Los números oficiales de la DEA son impactantes: tiene más de 11000 empleados, de los cuales 5000 son agentes especiales, asignados en las oficinas ubicadas en los 50 estados estadounidenses y en 91 estaciones situadas en 70 países.
Esto lleva a que muchos cometan un error de diagnóstico cuando dicen que la influencia de la DEA en el país se encuentra magnificada. Esa tesis se apoya sobre la idea de que su poder se mide en función de la cantidad de agentes enviados a la Argentina. Error. No se trata del número, se trata de la trama de relaciones diversas que alimenta y sostiene desde hace cinco décadas en todo el mapa nacional. Esa red de lealtades es la que le permite hacer caso omiso de los gobiernos nacionales de turno y su coyuntural mejor o peor relación con Estados Unidos.

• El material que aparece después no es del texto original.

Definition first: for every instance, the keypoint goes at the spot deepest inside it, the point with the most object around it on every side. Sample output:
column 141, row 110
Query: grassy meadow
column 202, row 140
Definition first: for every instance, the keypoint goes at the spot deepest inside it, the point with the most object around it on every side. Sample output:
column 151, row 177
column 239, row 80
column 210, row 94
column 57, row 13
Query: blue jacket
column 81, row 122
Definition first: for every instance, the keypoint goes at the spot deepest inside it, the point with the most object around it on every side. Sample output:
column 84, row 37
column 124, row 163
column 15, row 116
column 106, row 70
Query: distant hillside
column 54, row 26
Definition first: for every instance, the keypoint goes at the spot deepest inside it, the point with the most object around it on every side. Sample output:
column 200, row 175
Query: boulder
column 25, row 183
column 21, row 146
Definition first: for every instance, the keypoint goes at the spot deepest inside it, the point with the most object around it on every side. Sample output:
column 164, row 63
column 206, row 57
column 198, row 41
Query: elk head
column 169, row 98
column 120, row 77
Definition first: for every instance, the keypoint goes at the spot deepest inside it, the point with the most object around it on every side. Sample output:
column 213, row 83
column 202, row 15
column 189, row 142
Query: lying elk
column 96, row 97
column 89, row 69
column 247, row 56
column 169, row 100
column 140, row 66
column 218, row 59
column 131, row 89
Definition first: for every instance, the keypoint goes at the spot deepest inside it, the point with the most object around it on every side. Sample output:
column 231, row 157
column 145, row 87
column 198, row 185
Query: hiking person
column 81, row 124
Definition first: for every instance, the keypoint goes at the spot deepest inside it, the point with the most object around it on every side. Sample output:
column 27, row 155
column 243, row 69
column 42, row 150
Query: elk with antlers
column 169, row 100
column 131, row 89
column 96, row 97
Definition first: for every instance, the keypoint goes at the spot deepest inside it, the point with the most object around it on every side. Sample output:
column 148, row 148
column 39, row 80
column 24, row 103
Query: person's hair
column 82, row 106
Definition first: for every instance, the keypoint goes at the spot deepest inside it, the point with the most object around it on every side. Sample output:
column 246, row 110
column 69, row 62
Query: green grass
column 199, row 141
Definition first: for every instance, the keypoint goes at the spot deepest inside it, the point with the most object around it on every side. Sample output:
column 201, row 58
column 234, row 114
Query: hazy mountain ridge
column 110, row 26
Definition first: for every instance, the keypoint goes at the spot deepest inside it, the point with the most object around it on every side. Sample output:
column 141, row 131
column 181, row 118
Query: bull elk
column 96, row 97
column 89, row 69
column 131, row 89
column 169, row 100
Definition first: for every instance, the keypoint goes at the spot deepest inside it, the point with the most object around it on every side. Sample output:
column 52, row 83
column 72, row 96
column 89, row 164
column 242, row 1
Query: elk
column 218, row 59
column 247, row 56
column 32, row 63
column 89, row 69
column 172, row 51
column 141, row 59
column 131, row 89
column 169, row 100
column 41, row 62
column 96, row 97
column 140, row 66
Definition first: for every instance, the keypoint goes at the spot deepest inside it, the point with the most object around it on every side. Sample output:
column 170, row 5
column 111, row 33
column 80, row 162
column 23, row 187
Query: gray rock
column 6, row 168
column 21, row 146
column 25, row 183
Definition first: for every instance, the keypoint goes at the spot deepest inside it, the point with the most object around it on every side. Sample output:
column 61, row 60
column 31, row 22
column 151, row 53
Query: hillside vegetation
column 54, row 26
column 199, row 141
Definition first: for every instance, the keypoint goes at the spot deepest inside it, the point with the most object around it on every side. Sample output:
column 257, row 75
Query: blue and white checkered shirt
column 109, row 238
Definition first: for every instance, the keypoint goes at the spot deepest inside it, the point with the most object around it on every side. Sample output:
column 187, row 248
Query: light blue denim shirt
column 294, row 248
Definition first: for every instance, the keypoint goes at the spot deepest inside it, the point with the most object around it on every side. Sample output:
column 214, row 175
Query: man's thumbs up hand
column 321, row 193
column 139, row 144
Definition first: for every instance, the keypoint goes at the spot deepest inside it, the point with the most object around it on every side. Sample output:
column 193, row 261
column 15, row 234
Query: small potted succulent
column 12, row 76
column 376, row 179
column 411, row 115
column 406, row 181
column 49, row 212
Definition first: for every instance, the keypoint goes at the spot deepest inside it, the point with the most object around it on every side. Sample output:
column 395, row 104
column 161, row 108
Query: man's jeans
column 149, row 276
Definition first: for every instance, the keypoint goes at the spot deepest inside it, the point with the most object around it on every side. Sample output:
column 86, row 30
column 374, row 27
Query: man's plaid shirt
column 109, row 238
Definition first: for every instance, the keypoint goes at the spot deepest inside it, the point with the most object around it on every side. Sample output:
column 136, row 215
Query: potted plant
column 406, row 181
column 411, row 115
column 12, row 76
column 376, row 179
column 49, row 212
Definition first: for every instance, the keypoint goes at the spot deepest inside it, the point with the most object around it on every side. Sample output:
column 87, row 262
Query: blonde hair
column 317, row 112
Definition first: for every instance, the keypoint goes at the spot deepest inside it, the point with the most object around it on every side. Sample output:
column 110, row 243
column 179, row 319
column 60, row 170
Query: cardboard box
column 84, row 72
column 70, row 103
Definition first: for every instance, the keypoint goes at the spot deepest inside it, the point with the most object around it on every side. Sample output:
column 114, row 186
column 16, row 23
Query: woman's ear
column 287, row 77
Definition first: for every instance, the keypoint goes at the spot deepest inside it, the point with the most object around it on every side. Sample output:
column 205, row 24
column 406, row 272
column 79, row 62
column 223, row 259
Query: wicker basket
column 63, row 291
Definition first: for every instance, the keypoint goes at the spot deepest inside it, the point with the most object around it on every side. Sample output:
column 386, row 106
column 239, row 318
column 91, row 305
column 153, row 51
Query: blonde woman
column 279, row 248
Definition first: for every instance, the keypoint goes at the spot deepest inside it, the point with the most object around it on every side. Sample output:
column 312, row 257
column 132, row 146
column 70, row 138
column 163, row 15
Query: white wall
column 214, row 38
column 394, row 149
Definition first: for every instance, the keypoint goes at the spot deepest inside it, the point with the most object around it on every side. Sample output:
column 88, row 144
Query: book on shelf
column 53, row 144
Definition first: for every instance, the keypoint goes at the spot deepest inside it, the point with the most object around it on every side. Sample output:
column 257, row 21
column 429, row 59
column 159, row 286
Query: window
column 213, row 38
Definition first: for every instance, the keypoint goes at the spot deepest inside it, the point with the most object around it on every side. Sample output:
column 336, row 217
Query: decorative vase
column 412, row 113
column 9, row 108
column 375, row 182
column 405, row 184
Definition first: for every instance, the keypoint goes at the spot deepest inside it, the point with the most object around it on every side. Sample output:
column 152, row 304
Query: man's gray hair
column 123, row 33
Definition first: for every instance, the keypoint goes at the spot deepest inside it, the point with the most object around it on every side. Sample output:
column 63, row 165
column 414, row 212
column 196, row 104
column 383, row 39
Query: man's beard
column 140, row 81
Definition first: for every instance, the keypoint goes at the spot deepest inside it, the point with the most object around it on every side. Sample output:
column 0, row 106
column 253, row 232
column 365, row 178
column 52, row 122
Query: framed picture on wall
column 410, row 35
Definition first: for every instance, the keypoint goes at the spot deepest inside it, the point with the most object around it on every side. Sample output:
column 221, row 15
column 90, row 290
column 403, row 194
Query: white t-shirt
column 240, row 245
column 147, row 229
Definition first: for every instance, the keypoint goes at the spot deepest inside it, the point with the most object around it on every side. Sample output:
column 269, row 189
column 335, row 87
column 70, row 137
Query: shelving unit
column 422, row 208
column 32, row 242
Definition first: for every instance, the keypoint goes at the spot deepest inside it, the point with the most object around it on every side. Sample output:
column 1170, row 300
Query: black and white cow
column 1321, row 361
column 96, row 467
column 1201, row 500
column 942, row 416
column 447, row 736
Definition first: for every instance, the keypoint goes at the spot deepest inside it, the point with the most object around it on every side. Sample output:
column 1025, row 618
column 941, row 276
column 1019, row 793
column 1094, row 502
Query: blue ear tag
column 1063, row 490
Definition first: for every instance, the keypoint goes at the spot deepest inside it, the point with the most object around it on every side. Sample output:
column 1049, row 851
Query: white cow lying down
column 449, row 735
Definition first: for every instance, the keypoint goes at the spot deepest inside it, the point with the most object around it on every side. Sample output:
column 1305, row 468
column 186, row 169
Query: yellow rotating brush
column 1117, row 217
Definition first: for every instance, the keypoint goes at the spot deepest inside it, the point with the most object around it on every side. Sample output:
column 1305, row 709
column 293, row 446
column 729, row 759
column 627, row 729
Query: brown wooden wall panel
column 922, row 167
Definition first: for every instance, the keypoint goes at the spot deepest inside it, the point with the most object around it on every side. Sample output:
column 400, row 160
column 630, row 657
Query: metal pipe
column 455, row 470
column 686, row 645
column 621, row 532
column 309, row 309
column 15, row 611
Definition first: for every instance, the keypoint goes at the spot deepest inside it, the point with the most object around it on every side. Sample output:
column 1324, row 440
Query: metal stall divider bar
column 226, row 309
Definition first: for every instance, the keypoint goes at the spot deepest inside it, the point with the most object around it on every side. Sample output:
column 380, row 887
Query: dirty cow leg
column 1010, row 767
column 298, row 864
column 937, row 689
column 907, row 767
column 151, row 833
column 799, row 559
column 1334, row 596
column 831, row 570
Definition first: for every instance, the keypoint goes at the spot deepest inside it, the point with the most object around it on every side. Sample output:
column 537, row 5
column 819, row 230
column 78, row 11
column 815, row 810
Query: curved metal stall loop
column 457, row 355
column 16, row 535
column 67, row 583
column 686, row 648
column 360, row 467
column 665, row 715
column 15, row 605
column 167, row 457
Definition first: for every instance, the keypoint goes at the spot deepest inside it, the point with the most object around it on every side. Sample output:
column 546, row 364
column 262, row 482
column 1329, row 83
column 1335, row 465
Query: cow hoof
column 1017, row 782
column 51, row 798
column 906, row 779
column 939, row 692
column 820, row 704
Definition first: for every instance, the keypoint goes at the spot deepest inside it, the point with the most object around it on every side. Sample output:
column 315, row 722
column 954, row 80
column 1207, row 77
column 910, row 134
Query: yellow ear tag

En la forma de operar de la DEA, un problema irrumpe cada cierto tiempo, y trastoca todo el sistema de relaciones. Lo más importante para el progreso de un agente estadounidense en cualquier país son los contactos oficiales y los informantes, y eso prospera fundamentalmente con cash. Para esto, la agencia necesitó constituir su propio sistema de inteligencia, basado en la compra y venta de información. Este mecanismo prolifera desde mediados de la década del 80, cuando Estados Unidos creó el programa de premios para quienes aporten datos. A partir de ese momento, la cantidad de informantes de la DEA no paró de crecer en todo el mundo. Actualmente, esa fuente de inteligencia humana roza los 20000 sujetos que se mueven a fuerza de dólares, cientos de millones de dólares . En la Argentina, según quien lo diga, son entre dos y cinco por provincia. Imprescindibles a la hora de pegarles a las bandas donde más les duele, si se mira la otra cara de la moneda representan una estructura informal y paralela de espionaje casi imposible de desactivar. Eso incluso lleva a que la duda sobre si Marcelo D’Alessio, el falso abogado que quedó en el medio de una trama de espionaje político, tiene una ficha en la lista de los informantes de la DEA en el país sea un enigma sin solución. No obstante, se convirtió en una bomba de tiempo: en busca del cobre, los informantes hacen lo que sea. 2020 fue el año en que por primera vez un informante reconocido oficialmente por la DEA fue condenado en la Argentina. En fin, una aclaración: este no es un libro sobre drogas ni una enumeración de procedimientos, sino una investigación sobre cómo una poderosa agencia con base en Estados Unidos y tentáculos en todo el mundo fue penetrando diferentes capas de la estructura judicial, policial y política local, hasta controlarla.